Former LSU education professor, Teresa Buchanan, filed a federal civil rights law suit against the university for violating her free speech and due process rights by firing her last June.
Buchanan, supported by the Foundation for Individual Rights in Education, made it clear at a press conference last week that she does not intend to harm the university.
“That’s why we’re doing this,” she said. “Not to harm LSU, not to hurt, but to help LSU, protect LSU and restore LSU because forever LSU.”
Buchanan was fired in 2015 for her alleged, occasional use of profanity and sexual language in the classroom. LSU maintains strict policies on sexual harassment.

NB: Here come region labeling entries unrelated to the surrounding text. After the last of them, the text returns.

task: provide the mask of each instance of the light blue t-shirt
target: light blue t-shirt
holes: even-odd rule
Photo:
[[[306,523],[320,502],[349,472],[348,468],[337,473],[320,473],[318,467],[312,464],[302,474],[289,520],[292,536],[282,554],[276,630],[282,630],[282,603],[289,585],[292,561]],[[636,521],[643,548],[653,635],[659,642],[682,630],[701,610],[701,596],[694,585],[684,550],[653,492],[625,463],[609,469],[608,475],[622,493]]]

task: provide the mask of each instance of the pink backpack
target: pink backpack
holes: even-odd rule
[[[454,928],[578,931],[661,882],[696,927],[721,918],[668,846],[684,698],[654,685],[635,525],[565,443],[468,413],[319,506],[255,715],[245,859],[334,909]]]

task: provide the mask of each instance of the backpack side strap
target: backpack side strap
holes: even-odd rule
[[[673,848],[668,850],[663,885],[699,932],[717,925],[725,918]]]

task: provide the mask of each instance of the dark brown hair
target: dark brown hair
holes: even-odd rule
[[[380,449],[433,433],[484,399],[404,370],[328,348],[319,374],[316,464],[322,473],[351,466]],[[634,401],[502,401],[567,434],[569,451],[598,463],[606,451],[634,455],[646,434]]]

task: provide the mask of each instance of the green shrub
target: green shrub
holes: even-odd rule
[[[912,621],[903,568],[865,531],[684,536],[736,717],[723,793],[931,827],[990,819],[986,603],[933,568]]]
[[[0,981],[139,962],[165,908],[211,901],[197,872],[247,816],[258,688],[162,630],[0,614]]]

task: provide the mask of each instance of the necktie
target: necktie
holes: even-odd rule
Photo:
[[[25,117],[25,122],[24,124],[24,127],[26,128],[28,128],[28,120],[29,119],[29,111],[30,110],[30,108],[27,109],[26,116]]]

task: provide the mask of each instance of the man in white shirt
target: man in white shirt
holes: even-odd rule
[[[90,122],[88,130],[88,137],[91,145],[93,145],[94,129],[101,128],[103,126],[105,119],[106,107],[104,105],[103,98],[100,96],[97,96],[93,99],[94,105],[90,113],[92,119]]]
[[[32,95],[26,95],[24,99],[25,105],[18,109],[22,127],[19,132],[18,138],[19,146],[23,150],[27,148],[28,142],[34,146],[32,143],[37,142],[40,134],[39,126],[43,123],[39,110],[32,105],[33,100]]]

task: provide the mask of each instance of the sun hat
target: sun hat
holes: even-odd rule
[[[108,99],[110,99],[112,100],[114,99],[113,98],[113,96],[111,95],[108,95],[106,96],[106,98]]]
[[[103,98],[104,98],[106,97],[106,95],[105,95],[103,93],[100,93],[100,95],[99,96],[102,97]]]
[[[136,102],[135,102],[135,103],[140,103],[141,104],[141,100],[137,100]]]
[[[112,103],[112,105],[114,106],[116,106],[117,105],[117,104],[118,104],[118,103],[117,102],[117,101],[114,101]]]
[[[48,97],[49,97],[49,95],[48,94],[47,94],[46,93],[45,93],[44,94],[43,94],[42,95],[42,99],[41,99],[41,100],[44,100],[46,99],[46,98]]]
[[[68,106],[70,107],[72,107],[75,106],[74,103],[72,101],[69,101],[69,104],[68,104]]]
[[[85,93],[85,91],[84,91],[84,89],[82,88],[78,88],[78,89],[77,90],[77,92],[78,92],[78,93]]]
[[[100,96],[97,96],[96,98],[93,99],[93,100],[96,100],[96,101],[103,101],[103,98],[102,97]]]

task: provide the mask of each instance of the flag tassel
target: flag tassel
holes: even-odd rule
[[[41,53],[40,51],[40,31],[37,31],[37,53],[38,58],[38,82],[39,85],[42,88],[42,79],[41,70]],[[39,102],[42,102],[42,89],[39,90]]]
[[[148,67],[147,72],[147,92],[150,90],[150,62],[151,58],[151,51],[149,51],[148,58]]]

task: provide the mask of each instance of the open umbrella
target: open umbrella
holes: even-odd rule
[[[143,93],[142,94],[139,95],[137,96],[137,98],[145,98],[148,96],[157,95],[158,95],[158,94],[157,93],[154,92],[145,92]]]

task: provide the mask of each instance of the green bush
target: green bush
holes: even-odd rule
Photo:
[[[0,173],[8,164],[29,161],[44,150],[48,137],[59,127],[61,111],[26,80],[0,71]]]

Although she said she does not wish to defame the university, Buchanan commented on a Facebook post that the legal action is “the right thing to do.”
However, LSU is standing its ground.
“We are confident that our action regarding Ms. Buchanan was appropriate,” an LSU spokesman said. “We take our responsibility to protect students from abusive behavior very seriously, and we will vigorously defend our students’ rights to a harassment-free educational environment.”
One of Buchanan’s past students, who wishes to remain anonymous, spoke about his former professor’s comments while teaching.
“She is a great professor,” the source said. “But I can see how some of her comments could be taken the wrong way.”
Buchanan tried to explain to LSU administrators in a letter that she occasionally used humor and sexual language as roll playing exercises to help her students prepare to be educators.
She said she loves LSU and hopes to get her job back after the lawsuit is settled.